Drug company deals are more straightforward though, and the price is usually based on what the acquirer hopes to squeeze out of the products and talent. Technology mergers tend to require a little more imagination to justify their cost.
LinkedIn may have 400 million “members,” as the people who post their job data there are called, but in 2015 it had revenue of about $3 billion, and posted a net loss of $166 million. The year before it lost only $15 million on $2.2 billion in revenue. It is hard to see why Microsoft paid a premium of about 50 percent of Friday’s LinkedIn share price.
But think like a tech chief executive, using the key values of relevance, synergy, data and growth. Microsoft is in the midst of an epochal transition from the time of personal computers and computer servers to machine-based intelligence everywhere, via cloud computing and mobile devices. Where once it owned the desktop, now it strives with the likes of Google and Amazon for a $1 trillion prize, the global market for corporate computing.
At the end of last March, Microsoft had $105 billion in cash, far more than the competition. Spending some of that on a well-regarded cloud company it can transition over to its own enormous cloud system makes Microsoft ever more relevant in this world.
Unlike Google and Amazon, Microsoft already has a large presence in corporate software, and some of LinkedIn’s functions will fit nicely into its human resources and financial planning products.
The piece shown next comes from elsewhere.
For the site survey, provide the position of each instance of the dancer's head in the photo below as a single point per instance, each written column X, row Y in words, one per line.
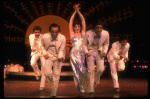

Microsoft is also trying to increase the corporate utility of Skype, the online communications company it bought for $8.5 billion in 2011.
Bolted onto LinkedIn, it could be a means not just of recruitment, but of organizing teams. Much of LinkedIn’s proposition has been that it will be the core of a future in which there is much less lifetime employment and lots more freelancing, consulting and other independent contracting across the globe.
LinkedIn already has probably the world’s best trove of data on the work people are doing and looking for, and one of the best-regarded teams of data scientists in tech. That information and those people will now work with counterparts in areas like online search, gaming and artificial intelligence, or A.I.
Data is not just inherently important these days; it is a key asset for improving the performance of A.I. systems. Big data sets lend themselves to better results (incidentally, a reason many in tech are starting to worry about the data owned by the biggest companies.) Buying LinkedIn didn’t just improve the likely performance of Microsoft’s own algorithms. It took a large potential data resource off the table for Amazon and Google.
That is, in large part, the positive situation — which is how such enormous acquisitions should begin. Now for the hard part of making it all work as planned.